Sono loro i principali protagonisti di questa storia e l’autore è quello che
definiremmo un narratore onnisciente che racconta fatti, pensieri, sensazioni
dei protagonisti come se vedesse dentro la loro mente. Ma infondo le vicende di
questi uomini e donne sono funzionali per raccontarci ciò che è sullo sfondo, l’occupazione,
la coartazione del pensiero, il rovesciamento delle vite e delle relazioni. Ciò
che Kundera, in fin dei conti, racconta è l’eterna lotta tra l’anima e il
corpo, tra volontà e opportunità, tra ciò che si pensa e ciò che si deve dire o
fare.
E lo fa con sorprendente distacco alternato a grande
partecipazione emotiva, con una prosa chiara, nonostante i molti richiami filosofici
e letterari utili a spiegare ancor meglio i concetti espressi, se mai ce ne
fosse bisogno.
Ed ora le considerazioni personali. Mi è piaciuto questo
libro? Sì, indubbiamente sì. Non è un romanzo facile, sia per lo stile non
sempre immediato, sia per la forza dei concetti trattati, ma vale di certo la
pena leggerlo. Mi sento di dare piena ragione a chi annovera questo libro tra i
classici e gli hever green: credo che tutti dovrebbero leggerlo almeno una
volta nella vita e fermarsi a riflettere sui numerosi spunti che ci regala.

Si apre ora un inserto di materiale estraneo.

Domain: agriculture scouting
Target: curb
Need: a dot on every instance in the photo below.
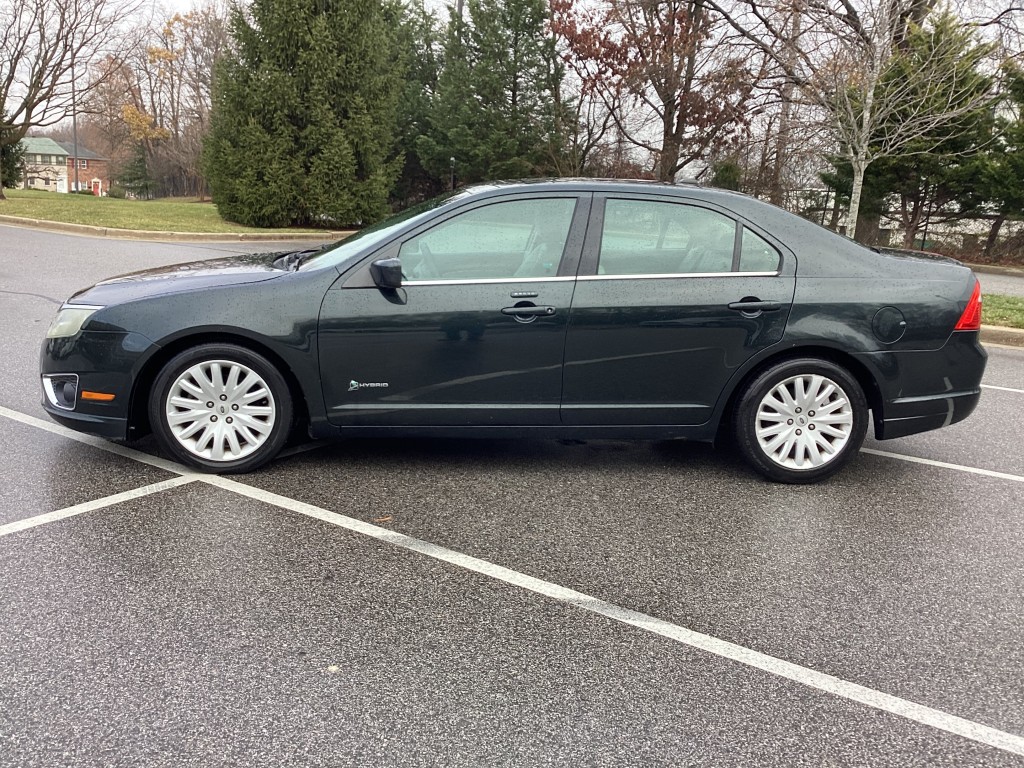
(1013, 337)
(1010, 271)
(104, 231)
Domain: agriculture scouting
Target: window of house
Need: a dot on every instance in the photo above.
(515, 239)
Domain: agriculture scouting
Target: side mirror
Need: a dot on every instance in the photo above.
(386, 273)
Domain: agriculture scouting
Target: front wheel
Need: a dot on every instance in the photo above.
(220, 408)
(801, 421)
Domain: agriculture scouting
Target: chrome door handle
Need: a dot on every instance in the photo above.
(531, 311)
(756, 306)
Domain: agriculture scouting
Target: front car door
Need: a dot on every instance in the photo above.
(673, 296)
(475, 335)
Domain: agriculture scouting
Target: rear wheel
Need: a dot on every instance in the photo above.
(220, 408)
(801, 421)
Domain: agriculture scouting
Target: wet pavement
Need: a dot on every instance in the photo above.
(517, 602)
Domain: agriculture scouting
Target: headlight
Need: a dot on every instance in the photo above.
(70, 320)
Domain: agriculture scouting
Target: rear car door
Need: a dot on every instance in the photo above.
(475, 335)
(673, 296)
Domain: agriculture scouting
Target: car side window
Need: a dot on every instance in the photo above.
(507, 240)
(756, 255)
(652, 238)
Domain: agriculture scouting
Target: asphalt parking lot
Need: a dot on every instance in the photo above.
(497, 603)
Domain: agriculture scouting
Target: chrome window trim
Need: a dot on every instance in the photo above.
(678, 274)
(484, 281)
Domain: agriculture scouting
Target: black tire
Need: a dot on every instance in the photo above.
(798, 441)
(228, 426)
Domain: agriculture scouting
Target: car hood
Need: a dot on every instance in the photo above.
(177, 278)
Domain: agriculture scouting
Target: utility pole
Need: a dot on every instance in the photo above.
(74, 124)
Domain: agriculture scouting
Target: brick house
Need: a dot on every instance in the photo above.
(93, 170)
(45, 165)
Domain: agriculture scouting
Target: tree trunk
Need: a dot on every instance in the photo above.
(859, 168)
(670, 156)
(993, 233)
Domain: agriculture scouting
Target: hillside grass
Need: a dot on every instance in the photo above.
(172, 214)
(1003, 310)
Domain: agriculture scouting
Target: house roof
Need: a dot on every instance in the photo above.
(40, 145)
(82, 154)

Consigliato dunque? Sì, assolutamente sì.
Opera recensita: “l’insostenibile leggerezza dell’essere” di
Milan Kundera
Editore: Adelphi, 1984
Genere: narrativa internazionale
Ambientazione: Boemia (Repubblica Ceca)
Pagine: 318
Prezzo: 22 €
Consigliato: sì.
Consigli correlati: il film omonimo tratto dal romanzo.